常逸溪看得情致盎然,心里暗诽立夏这一辈子就毁在女人手里了。顾离卿却没这个兴致,捧着几只箭,脸色越发难看。
“看出什么了?”常逸溪看够了那一对儿小儿女,回过头来与顾离卿搭话。
顾离卿站起身来,将手中几只羽箭一发扔进南湖,施施然往船舱里走。
“我去叫船家,将这些箭在靠岸前,通通扔进南湖。”顾离卿长长叹了一口气,掀起帘子进了船舱。
常逸溪拿起一支羽箭,也学了顾离卿的样子反反复复仔细打量,终于在竹制的箭身上找到一行小字:宁王府制。
“……宁王府?九王爷?”他不由得呼吸一窒。
“逸溪,你在看什么呢?”不知何时,立夏走到他身后,好奇的问道。
“没什么,没什么。”他连忙说道,慌忙将手中的箭扔向湖中,却忘了,甲板上还有相同模样的羽箭几百支,还有一支正插在立夏的手臂上。
立夏看着他的背影,若有所思。
“漏水了!船要沉了!”不知是谁突然喊了一句,船上顿时大乱起来。
真是想什么来什么。
常逸溪倒不是如何着急,反正他和立夏的轻功都很不错,带着顾离卿和荣儿走肯定没什么,船上的船家,怎么可能有不会水的?
另一边,顾离卿也走出了船舱,与掌舵的商量了两句,自顾自靠在船舷上,闭目养神。掌舵的显然是听了命令下去,一会儿又带着所有人上来。船上十几名船工不见了刚才的慌乱,各自分散站在甲板上,各个神情自若。

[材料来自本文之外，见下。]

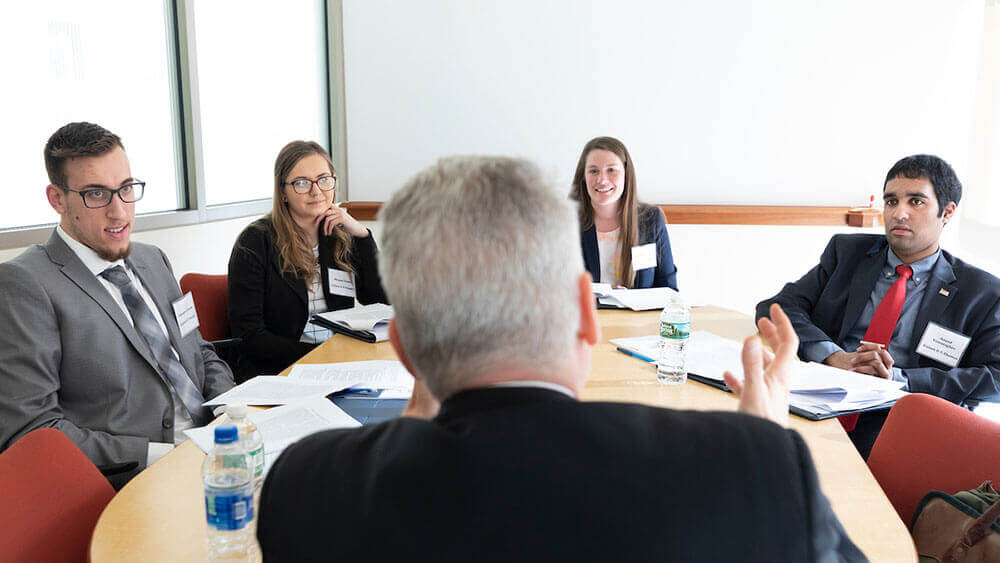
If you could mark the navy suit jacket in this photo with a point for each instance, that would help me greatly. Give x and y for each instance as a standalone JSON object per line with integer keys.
{"x": 827, "y": 302}
{"x": 652, "y": 229}
{"x": 527, "y": 474}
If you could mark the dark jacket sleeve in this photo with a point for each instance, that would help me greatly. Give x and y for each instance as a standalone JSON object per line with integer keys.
{"x": 250, "y": 279}
{"x": 666, "y": 272}
{"x": 364, "y": 258}
{"x": 798, "y": 299}
{"x": 828, "y": 540}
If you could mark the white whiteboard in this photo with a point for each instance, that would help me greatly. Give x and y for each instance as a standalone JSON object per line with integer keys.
{"x": 796, "y": 102}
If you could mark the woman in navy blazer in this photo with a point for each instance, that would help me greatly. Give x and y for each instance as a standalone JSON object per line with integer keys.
{"x": 306, "y": 256}
{"x": 615, "y": 227}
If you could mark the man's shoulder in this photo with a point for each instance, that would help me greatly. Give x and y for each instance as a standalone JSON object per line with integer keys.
{"x": 968, "y": 274}
{"x": 862, "y": 242}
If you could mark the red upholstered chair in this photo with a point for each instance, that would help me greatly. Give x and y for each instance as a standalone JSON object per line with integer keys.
{"x": 211, "y": 296}
{"x": 928, "y": 443}
{"x": 51, "y": 496}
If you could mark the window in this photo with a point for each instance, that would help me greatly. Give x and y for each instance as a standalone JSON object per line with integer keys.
{"x": 262, "y": 83}
{"x": 108, "y": 63}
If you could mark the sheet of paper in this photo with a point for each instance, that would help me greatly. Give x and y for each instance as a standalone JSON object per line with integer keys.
{"x": 648, "y": 299}
{"x": 372, "y": 374}
{"x": 600, "y": 289}
{"x": 341, "y": 282}
{"x": 284, "y": 425}
{"x": 275, "y": 390}
{"x": 644, "y": 256}
{"x": 364, "y": 317}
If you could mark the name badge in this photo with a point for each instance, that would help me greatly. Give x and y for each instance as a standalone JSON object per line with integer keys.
{"x": 341, "y": 283}
{"x": 644, "y": 256}
{"x": 943, "y": 345}
{"x": 187, "y": 317}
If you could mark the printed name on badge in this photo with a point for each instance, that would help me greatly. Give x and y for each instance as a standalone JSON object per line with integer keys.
{"x": 187, "y": 317}
{"x": 644, "y": 256}
{"x": 341, "y": 283}
{"x": 943, "y": 345}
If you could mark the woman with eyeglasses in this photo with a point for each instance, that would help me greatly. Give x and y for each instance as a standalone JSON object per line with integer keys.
{"x": 306, "y": 256}
{"x": 624, "y": 242}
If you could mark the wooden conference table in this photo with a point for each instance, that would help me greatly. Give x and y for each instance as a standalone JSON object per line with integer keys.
{"x": 160, "y": 515}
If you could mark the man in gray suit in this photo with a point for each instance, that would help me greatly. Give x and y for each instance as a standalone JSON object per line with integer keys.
{"x": 92, "y": 343}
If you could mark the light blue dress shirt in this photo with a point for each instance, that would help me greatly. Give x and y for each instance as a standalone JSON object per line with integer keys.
{"x": 901, "y": 346}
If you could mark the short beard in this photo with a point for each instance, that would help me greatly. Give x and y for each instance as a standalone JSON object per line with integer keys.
{"x": 114, "y": 256}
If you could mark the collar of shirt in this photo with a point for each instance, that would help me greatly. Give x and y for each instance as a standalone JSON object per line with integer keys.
{"x": 539, "y": 384}
{"x": 921, "y": 268}
{"x": 90, "y": 259}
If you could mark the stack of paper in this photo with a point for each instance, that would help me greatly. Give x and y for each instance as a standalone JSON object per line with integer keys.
{"x": 365, "y": 322}
{"x": 817, "y": 390}
{"x": 282, "y": 426}
{"x": 648, "y": 299}
{"x": 275, "y": 390}
{"x": 374, "y": 374}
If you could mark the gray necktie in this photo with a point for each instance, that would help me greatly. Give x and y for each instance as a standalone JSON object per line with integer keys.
{"x": 150, "y": 330}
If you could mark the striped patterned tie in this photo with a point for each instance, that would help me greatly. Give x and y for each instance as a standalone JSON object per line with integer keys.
{"x": 150, "y": 330}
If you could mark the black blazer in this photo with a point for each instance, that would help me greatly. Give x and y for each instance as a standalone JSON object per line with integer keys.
{"x": 827, "y": 302}
{"x": 652, "y": 229}
{"x": 269, "y": 309}
{"x": 527, "y": 474}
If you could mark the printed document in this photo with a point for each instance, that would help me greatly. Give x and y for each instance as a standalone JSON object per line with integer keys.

这一下常逸溪反倒好奇了。会水是一方面,难道顾离卿还真舍得让这艘船沉了?继而他马上明白了,船带着这几百支羽箭一起沉了,倒省了顾离卿的麻烦。而袭击的那些人,显然没有预料到,顾离卿他们真的能从落鹰谷出来。
船一寸寸往下沉去,却离岸边越来越近了。
正如顾离卿料算一般,水刚刚漫到甲板上,船终于停靠在南湖码头。
“莫师兄!”顾离卿眉间见了几分喜色,快步走下船去。
一身蓝色稠衫的青年人立在岸上,风带过身上玉琮发出玲玲的响声,襟袖被吹得有些凌乱了,却越发显得玉树临风。
“师弟,你们总算到了。这几年可好?”蓝衣人书生有一张好面皮,眼底却见一片青黑,显得有些憔悴了。
“莫师兄,你可也还好?”顾离卿文雅地笑着迎了上去。
原来这人就是莫荣瑾啊。
常逸溪一手负在背后,一手用扇子挡起了自己唇边讽刺的笑容。
不远处,来时行船的最高一根船帆,终于沉浸了湖底。